O andan itibaren daha iyi hissetmeye başlıyorsunuz o dönemde halkın eğitim olarak gördüklerini…
Feride’nin hikayesiyle birlikte, aslında arka planda gördükleriniz Feride’nin aşk hikayesinden daha acı geliyor insana. Eğitimin din algısı üzerine kurulmuş olması, sadece Kuranı-Kerimi okumanın ve öğrenmenin eğitim olduğu düşünülmesi, kız ve erkeklerin ayrı okutulması , ahırdan bozma bir sınıf da köyün yaşlı bir kadını tarafından verilen dersler.
Üzülmüyor musunuz , hem de nasıl? Sonra da düşünmeden edemiyorsunuz , eğitim sistemimizde o günden bugüne neyi değiştirebildik de toplumu her kesimi için refah ve üretken bir noktaya ulaşabildik. Ve bugün toplumsal yaşadığımız sorunlarımızı en aza indirebildik. Yine aklımdan geçen çılgın sorular !
Farklı yaşam biçimleri, farklı anlayışlar, farklı gelenek ve görenekler, toplumsal çatışmalar Feride’nin gündelik yaşamı ve duygu dünyasıyla iç içe veriliyor bu eserde.. Çok ama çok anlamlı
Zeyniler Köyü ile işte tüm bu duygularımı yeniden hatırlamış oldum.
Köydeki Çalıkuşu Evi’nin duvarları Reşat Nuri Günteki’nin eserlerinin resimleri ile donatılmış. İki katlı bir ev. Üst katta oturma koltukları, küçük bir kütüphanesi, muazzam dağ güzelliğiyle bir terası var . Aşağıda ise sıcak sıcak fokurdayan çay ocağı ve bir şöminesi ..Hatta evinize dönerken satın alabilmeniz için yöreye özel bal, reçel ,pekmez gibi özel tatlar var.
Biz Kestane toplama zamanın da geldiğimiz için , yürüyüş alanları oldukça kalabalıktı. Yürüyüş yolunda gördüğümüz çoğu insan Kestane toplama için bu tarafa gelen insanlardan oluşuyordu. Buraya gelmeyi düşünenler olursa ,siz de yürüyüş yolunuzu verimli hale getirebilir, yerlere dökülen kestaneleri toplayabilirsiniz 🙂
Tatlı bir sonbahar sıcağında geldiğimiz Zeyniler Köyün de biz sabah kahvaltımızı muazzam dağ manzarasıyla Çalıkuşu Evinde yapmayı tercih ettik.

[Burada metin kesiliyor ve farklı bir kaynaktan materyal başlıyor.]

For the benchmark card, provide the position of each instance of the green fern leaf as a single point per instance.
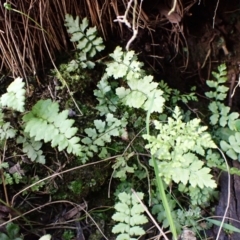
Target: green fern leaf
(129, 215)
(32, 149)
(15, 96)
(44, 119)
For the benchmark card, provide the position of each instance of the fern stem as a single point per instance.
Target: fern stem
(159, 181)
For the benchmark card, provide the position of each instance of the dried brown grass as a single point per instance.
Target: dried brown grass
(23, 51)
(22, 48)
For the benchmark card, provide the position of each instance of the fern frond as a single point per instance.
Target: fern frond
(129, 215)
(32, 149)
(177, 147)
(45, 122)
(15, 96)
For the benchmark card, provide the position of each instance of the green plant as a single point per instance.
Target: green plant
(12, 232)
(68, 235)
(226, 124)
(129, 215)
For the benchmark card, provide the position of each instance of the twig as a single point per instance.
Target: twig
(150, 216)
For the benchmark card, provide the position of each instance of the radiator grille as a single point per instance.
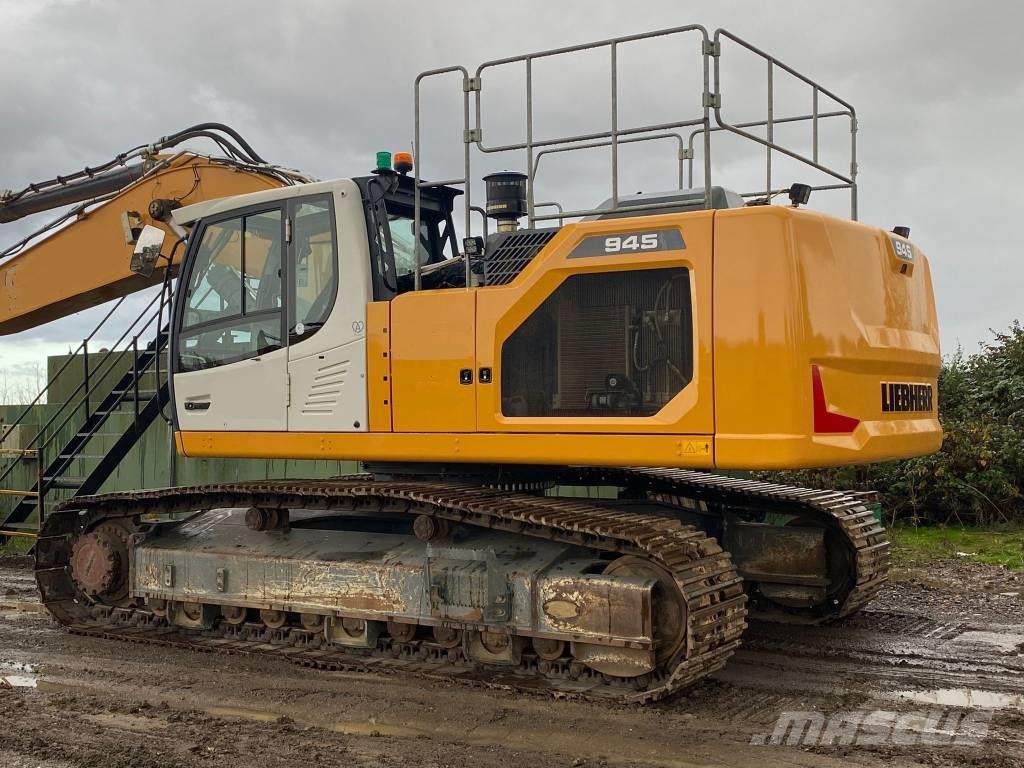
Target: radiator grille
(509, 253)
(608, 344)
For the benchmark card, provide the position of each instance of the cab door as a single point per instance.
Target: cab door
(230, 355)
(328, 291)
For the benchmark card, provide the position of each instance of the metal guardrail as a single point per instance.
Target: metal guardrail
(709, 120)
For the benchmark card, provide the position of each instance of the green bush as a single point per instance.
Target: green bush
(978, 475)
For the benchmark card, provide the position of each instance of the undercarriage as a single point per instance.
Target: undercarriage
(626, 592)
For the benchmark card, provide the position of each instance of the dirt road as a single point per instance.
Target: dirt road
(949, 640)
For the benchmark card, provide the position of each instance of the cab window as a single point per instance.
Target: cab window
(314, 267)
(233, 300)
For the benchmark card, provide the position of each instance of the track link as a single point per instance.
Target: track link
(712, 589)
(846, 514)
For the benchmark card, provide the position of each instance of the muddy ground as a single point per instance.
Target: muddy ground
(949, 638)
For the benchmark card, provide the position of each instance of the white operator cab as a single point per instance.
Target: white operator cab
(268, 330)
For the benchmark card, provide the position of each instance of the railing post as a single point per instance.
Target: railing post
(85, 368)
(134, 368)
(40, 478)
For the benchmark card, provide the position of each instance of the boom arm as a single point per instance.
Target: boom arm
(87, 262)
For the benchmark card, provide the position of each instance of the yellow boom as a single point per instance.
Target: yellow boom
(87, 263)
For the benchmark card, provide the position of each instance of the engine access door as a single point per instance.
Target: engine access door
(607, 330)
(230, 359)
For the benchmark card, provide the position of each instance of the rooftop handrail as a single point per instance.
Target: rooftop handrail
(710, 119)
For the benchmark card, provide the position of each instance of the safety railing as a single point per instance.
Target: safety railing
(709, 120)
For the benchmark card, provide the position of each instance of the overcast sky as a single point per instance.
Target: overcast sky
(322, 86)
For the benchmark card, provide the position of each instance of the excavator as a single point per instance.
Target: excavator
(548, 416)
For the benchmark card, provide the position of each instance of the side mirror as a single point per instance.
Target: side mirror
(143, 260)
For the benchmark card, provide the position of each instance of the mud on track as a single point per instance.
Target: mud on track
(931, 638)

Tavsiye ederim; tarih de bir yolculuk yapmak, yürümek, temiz bir hava almak , kestane yemek isterseniz, mutlaka bir gün buraya gelin!
Çalıkuşu Feride’ nin azmiyle öğretmenlik yapan , görev yaptığı yerlerde bir kıvılcım ateşi yakan tüm öğretmenlerimize selam olsun!